At MD Anderson what we have undertaken is we are using a second generation CAR construct that signals through CD28 and CD3 zeta targeting CD19. What’s unique about our product is that it’s using a non-viral transduction system, it’s a DNA transposon transposase system called Sleeping Beauty. We have been really leading the efforts to take this into the clinic. In what we call our first generation CAR we established the safety and feasibility of this product and now we really are looking and modifying the trial to assess efficacy. We’ve tweaked it some to see if we can improve results. So what I’m presenting at ASH this year is what we call our second generation trial in which the construct has been revised or modified so that we’ve switched out our IgG Fc domain for CD8 and, most importantly, we’ve shortened the manufacturing time. We don’t expand the cells as long ex vivo with the hope that the cells have less exhaustion. We’ve changed the study design so that patients need to have active disease to receive the cells so that we can get a sense of efficacy. What we’re presenting at the meeting this year is the results of eight patients that have been treated to date on this dose escalation study. We’ve completed our second dose level so patients have been dosed at a maximum of 1x107 CAR T-cells per kilogram. What we’re seeing encouragingly is that for the first time we’re able to detect the CAR T-cells in the peripheral blood, so we can detect the T-cells by flow as well as by PCR. In the first generation trial we could only detect by PCR. We’re also seeing responses, albeit transient, and for the first time we’re seeing cytokine storms. So we’ve had a maximum of grade 2 cytokine release. In general, however, the T-cells are still really well tolerated and the majority of patients just had grade 1 CRS. So in terms of the safety profile of this construct it’s very safe, in terms of efficacy we still need to work on the efficacy. We’re still dose escalating so we’ll see what happens at the higher dose levels but it is encouraging that we’re able to now detect these cells in the peripheral blood by flow.

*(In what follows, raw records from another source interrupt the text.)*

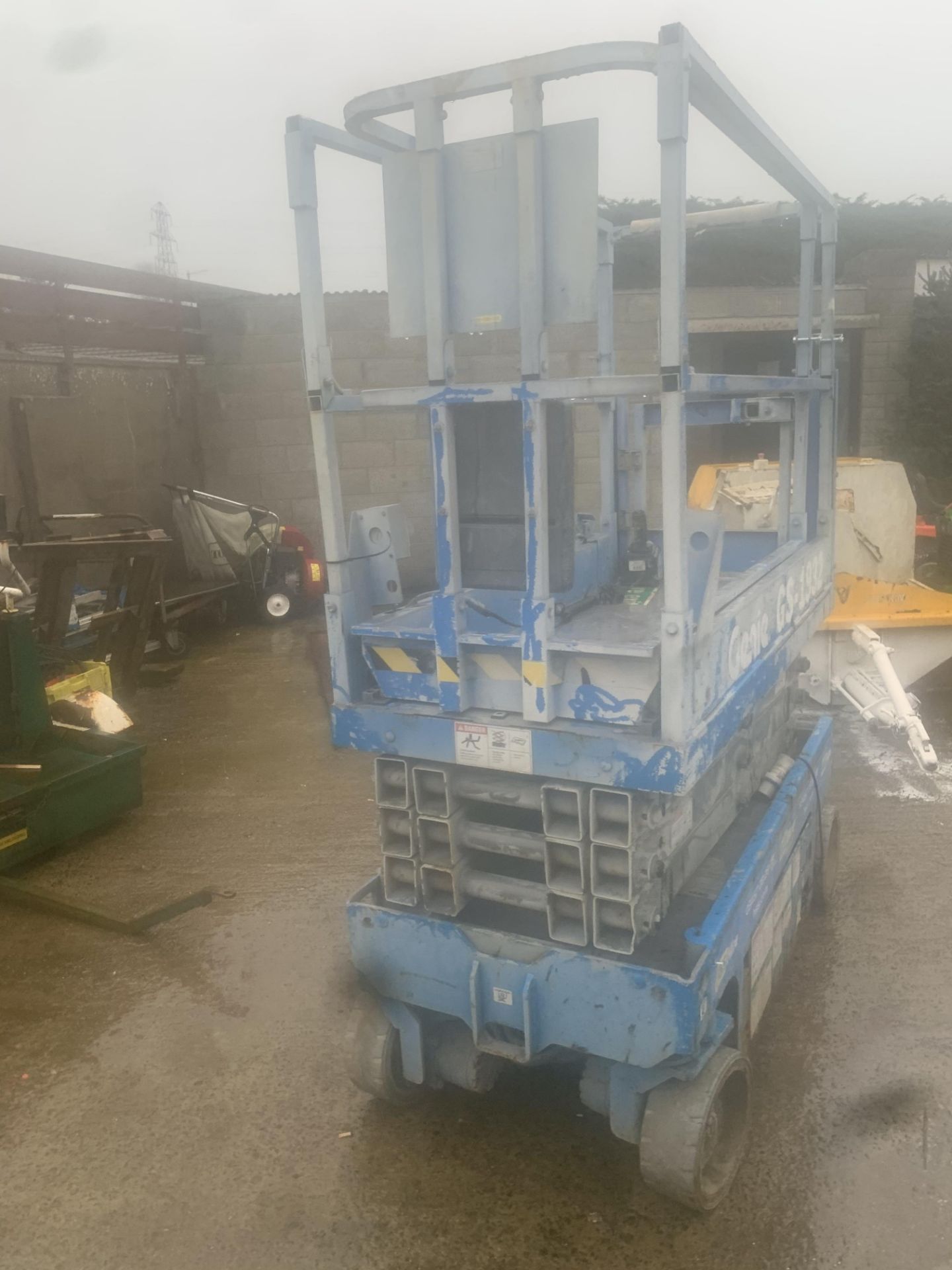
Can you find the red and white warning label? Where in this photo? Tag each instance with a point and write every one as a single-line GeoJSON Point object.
{"type": "Point", "coordinates": [508, 749]}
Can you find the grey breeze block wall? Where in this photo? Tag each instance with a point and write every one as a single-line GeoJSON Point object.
{"type": "Point", "coordinates": [108, 444]}
{"type": "Point", "coordinates": [253, 411]}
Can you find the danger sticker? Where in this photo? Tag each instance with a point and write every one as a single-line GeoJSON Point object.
{"type": "Point", "coordinates": [507, 749]}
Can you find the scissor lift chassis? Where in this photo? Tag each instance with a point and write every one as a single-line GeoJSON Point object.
{"type": "Point", "coordinates": [587, 695]}
{"type": "Point", "coordinates": [633, 1028]}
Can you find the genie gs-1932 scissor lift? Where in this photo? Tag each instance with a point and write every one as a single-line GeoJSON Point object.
{"type": "Point", "coordinates": [600, 816]}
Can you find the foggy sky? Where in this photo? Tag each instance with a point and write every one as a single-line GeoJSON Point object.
{"type": "Point", "coordinates": [108, 106]}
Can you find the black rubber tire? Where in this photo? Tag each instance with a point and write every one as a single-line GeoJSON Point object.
{"type": "Point", "coordinates": [175, 643]}
{"type": "Point", "coordinates": [826, 864]}
{"type": "Point", "coordinates": [375, 1061]}
{"type": "Point", "coordinates": [694, 1134]}
{"type": "Point", "coordinates": [276, 606]}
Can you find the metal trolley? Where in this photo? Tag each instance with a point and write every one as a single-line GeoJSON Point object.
{"type": "Point", "coordinates": [601, 816]}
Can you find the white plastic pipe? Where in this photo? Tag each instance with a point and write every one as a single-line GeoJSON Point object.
{"type": "Point", "coordinates": [903, 709]}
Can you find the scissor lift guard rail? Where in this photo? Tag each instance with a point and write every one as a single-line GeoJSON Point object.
{"type": "Point", "coordinates": [600, 814]}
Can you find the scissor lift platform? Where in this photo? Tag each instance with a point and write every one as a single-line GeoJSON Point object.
{"type": "Point", "coordinates": [576, 727]}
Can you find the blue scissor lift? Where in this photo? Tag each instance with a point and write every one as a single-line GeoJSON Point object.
{"type": "Point", "coordinates": [601, 816]}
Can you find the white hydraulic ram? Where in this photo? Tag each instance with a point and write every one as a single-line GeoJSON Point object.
{"type": "Point", "coordinates": [885, 700]}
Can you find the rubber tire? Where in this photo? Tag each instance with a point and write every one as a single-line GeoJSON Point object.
{"type": "Point", "coordinates": [276, 619]}
{"type": "Point", "coordinates": [678, 1117]}
{"type": "Point", "coordinates": [375, 1062]}
{"type": "Point", "coordinates": [826, 867]}
{"type": "Point", "coordinates": [175, 644]}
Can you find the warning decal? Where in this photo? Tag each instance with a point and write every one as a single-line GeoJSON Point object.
{"type": "Point", "coordinates": [508, 749]}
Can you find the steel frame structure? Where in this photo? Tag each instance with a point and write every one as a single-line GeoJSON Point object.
{"type": "Point", "coordinates": [723, 647]}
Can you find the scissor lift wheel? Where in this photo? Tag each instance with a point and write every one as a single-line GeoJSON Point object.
{"type": "Point", "coordinates": [375, 1060]}
{"type": "Point", "coordinates": [694, 1134]}
{"type": "Point", "coordinates": [826, 869]}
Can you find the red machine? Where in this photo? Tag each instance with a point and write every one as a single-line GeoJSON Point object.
{"type": "Point", "coordinates": [238, 544]}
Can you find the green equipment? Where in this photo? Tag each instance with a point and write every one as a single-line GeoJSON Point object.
{"type": "Point", "coordinates": [56, 783]}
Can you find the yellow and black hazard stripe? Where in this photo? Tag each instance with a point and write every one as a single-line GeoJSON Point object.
{"type": "Point", "coordinates": [393, 657]}
{"type": "Point", "coordinates": [447, 669]}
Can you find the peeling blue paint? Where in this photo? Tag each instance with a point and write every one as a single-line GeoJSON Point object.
{"type": "Point", "coordinates": [455, 396]}
{"type": "Point", "coordinates": [662, 773]}
{"type": "Point", "coordinates": [596, 704]}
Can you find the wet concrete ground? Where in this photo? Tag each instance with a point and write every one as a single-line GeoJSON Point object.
{"type": "Point", "coordinates": [175, 1100]}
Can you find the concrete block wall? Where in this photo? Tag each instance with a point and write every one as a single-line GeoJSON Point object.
{"type": "Point", "coordinates": [889, 277]}
{"type": "Point", "coordinates": [254, 423]}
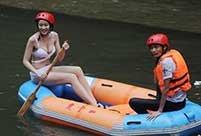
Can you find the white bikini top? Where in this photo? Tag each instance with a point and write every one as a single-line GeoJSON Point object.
{"type": "Point", "coordinates": [41, 53]}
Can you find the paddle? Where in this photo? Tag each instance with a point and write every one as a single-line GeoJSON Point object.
{"type": "Point", "coordinates": [32, 97]}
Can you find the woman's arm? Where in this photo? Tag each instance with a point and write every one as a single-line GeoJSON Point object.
{"type": "Point", "coordinates": [57, 45]}
{"type": "Point", "coordinates": [27, 55]}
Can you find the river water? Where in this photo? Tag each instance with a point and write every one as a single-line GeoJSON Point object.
{"type": "Point", "coordinates": [104, 49]}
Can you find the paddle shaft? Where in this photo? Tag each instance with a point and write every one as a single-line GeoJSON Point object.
{"type": "Point", "coordinates": [32, 97]}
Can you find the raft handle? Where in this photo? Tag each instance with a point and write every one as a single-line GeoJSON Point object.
{"type": "Point", "coordinates": [151, 95]}
{"type": "Point", "coordinates": [134, 122]}
{"type": "Point", "coordinates": [107, 85]}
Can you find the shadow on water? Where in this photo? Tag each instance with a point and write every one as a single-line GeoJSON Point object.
{"type": "Point", "coordinates": [105, 49]}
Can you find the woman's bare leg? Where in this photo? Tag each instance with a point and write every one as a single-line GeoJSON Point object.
{"type": "Point", "coordinates": [80, 75]}
{"type": "Point", "coordinates": [55, 78]}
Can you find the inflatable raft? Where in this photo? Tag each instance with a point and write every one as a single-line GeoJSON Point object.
{"type": "Point", "coordinates": [59, 104]}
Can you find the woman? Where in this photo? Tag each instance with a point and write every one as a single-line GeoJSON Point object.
{"type": "Point", "coordinates": [40, 47]}
{"type": "Point", "coordinates": [172, 77]}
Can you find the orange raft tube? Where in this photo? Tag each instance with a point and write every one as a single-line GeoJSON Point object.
{"type": "Point", "coordinates": [117, 119]}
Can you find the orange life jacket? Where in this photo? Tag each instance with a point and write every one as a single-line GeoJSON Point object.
{"type": "Point", "coordinates": [181, 77]}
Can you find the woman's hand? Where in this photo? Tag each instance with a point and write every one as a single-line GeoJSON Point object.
{"type": "Point", "coordinates": [42, 75]}
{"type": "Point", "coordinates": [153, 114]}
{"type": "Point", "coordinates": [65, 45]}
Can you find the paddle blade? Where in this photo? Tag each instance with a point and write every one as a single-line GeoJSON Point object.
{"type": "Point", "coordinates": [26, 105]}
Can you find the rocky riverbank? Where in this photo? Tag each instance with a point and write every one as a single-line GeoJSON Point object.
{"type": "Point", "coordinates": [179, 15]}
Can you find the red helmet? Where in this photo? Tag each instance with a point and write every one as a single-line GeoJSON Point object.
{"type": "Point", "coordinates": [45, 16]}
{"type": "Point", "coordinates": [160, 38]}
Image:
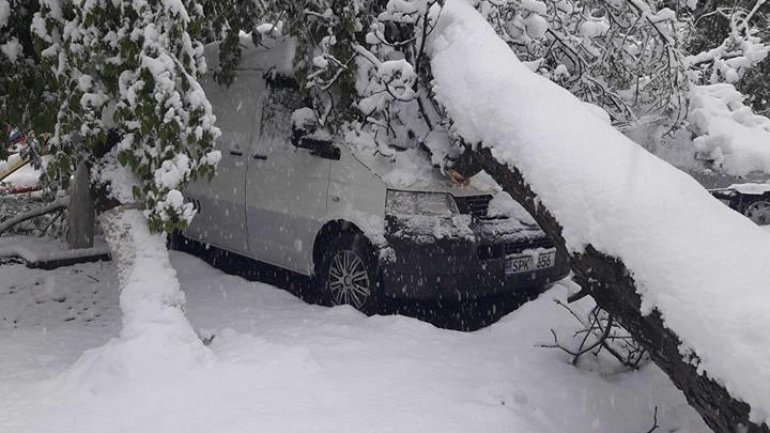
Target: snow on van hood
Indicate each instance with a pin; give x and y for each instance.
(272, 53)
(409, 169)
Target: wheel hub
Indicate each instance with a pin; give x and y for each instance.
(348, 279)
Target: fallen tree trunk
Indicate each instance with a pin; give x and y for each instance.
(607, 280)
(59, 203)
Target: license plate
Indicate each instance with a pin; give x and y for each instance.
(530, 262)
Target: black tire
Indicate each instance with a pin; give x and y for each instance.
(758, 210)
(348, 273)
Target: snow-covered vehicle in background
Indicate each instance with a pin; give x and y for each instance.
(364, 224)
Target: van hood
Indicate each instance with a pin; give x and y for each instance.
(412, 170)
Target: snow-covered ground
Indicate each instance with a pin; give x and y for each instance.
(280, 365)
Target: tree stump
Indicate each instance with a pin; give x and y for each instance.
(80, 232)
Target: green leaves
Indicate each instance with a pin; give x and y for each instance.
(127, 72)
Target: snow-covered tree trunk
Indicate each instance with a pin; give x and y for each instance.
(608, 281)
(151, 299)
(80, 232)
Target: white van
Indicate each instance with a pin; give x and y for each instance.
(364, 225)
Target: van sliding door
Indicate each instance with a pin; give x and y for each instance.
(221, 220)
(286, 187)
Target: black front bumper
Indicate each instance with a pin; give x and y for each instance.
(461, 258)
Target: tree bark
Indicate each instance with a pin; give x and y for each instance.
(80, 233)
(608, 281)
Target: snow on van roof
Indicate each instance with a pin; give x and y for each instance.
(703, 266)
(272, 53)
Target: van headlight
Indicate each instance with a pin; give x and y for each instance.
(420, 203)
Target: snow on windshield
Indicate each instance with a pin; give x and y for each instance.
(703, 266)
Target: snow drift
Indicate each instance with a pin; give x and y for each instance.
(703, 266)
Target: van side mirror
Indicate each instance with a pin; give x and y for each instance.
(304, 128)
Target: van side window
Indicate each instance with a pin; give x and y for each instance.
(236, 107)
(280, 103)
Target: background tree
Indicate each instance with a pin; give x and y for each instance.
(26, 99)
(130, 106)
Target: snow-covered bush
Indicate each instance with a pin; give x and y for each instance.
(25, 98)
(130, 102)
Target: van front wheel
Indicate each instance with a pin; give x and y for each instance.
(349, 273)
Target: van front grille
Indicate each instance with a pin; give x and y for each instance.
(476, 206)
(496, 251)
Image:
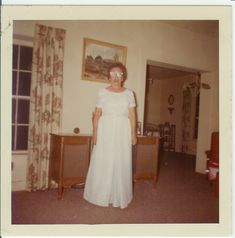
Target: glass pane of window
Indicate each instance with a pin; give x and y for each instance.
(12, 137)
(26, 58)
(15, 56)
(13, 110)
(23, 111)
(14, 82)
(24, 84)
(22, 138)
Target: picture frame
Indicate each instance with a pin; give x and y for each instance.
(98, 56)
(171, 99)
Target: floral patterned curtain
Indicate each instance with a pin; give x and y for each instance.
(45, 102)
(190, 92)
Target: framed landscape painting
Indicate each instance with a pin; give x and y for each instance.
(98, 56)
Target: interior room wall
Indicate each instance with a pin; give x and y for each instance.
(145, 40)
(153, 105)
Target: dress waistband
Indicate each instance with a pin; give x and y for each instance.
(114, 115)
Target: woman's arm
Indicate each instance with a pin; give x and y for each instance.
(132, 117)
(95, 119)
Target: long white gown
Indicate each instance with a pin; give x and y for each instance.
(109, 177)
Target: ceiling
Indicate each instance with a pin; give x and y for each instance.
(206, 27)
(159, 73)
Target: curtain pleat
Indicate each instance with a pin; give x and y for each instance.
(45, 102)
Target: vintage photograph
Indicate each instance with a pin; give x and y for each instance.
(146, 150)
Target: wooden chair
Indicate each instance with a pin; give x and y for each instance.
(151, 129)
(213, 162)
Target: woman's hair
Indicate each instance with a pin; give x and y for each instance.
(120, 66)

Ultimately our goal is to go towards what we call this point of care product because one of the limitations in all of these CAR constructs is that it takes time to manufacture the product. So until we use an off the shelf product you really need to have a product that you can use on demand. So our next generation trial will have an IL-15, a membrane bound IL-15, input into the construct so that hopefully really all of the culturing or the expansion can occur in vivo. The idea is we can take a patient, pherese the patient, they come in to the hospital and they get one or two days of lymphodepletion and then they get their CAR infused right back. That’s the ultimate goal and so we hope to open that trial in the spring.
Are you going to be looking to recruit more patients?
The current trial is a four dose level trial so we will max at 24 patients. In the next trial we’re going to be looking at two dose levels. It’s going to be a smaller feasibility trial initially at this point of care and we will see what happens.